Christine Holman, en parlant à un large, a déclaré qu'elle avait décidé de quitter les conseils d'administration dans le passé après avoir surestimé sa capacité à apporter des changements, ainsi qu'à sous-estimer le pouvoir des directeurs généraux pour influencer les administrateurs indépendants du conseil d'administration.
« On m'a dit tellement de fois (après avoir quitté Wisetech) que mes chances d'obtenir un autre poste de conseil étaient pratiquement nulles, ce qui est bien parce que je n'ai pas fait cela pour l'argent », a déclaré Holman à la conférence mercredi matin, dans ses premiers commentaires publics sur les scandales engloutissant Wisetech.
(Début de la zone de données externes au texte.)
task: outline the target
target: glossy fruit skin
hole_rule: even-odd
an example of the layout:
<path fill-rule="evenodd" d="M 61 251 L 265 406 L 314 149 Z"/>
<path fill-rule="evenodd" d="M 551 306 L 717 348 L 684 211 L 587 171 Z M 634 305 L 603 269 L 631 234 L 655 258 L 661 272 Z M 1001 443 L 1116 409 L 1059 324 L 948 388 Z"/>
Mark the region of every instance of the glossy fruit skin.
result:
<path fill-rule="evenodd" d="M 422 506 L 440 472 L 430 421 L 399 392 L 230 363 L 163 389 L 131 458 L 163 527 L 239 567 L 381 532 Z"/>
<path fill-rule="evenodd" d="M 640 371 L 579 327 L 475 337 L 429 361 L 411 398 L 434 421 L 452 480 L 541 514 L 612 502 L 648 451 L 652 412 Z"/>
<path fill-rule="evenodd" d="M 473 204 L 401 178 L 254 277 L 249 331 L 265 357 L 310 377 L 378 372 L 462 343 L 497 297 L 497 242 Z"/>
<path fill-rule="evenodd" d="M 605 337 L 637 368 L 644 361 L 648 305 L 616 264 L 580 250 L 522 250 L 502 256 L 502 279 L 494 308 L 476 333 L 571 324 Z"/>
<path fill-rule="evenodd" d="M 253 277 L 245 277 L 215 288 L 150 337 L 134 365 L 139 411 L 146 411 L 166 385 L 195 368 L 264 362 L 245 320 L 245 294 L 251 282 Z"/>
Holman, qui est maintenant réalisatrice chez AGL, Metcash et Football Australia, a réfléchi aux conseils qu'elle a reçus à l'adolescence. « Si vous avez franchi cette ligne d'intégrité, bonne chance pour essayer de redessiner cette ligne, et c'est un fardeau avec lequel vous allez vivre pour le reste de votre vie, et je ne suis tout simplement pas prêt à franchir cette ligne d'intégrité. »
L'âge, Sydney Morning Herald et Le Revue financière australienne En octobre, Holman avait démissionné en 2019 après avoir exprimé ses inquiétudes concernant une série de problèmes importants au sein de l'entreprise, notamment la conduite de White en tant que directeur général.
Dans une note de démission au conseil d'administration, elle a accusé White de «l'intimidation et de l'intimidation soutenues… sous forme de courriels agressifs, de réunions individuelles et de réprimande publique dans les réunions des comités d'audit et des risques et des réunions du conseil».
«Ce comportement du PDG a été observé par beaucoup, y compris les autres réalisateurs», a-t-elle écrit.
«Malgré l'attention de ce comportement inacceptable à l'attention du président et d'autres réalisateurs à de nombreuses reprises, ce comportement n'a pas été abordé, et à la place, on m'a dit d'avoir« l'empathie fondatrice et d'accepter c'est ainsi que les génies sont ».»
Wisetech a été en train de l'agitation après cette tête de mât et La revue financière australienne L'année dernière a révélé la relation tumultueuse entre White et sa femme, Zena Nasser, et le contrôle qu'elle allait exercer sur ses affaires commerciales.
White a été surnommé le «LinkedIn Lecher» après avoir affirmé qu'il a approché des femmes sur le site de réseautage des affaires, et il est rapidement devenu clair que ses intérêts étaient de nature sexuelle.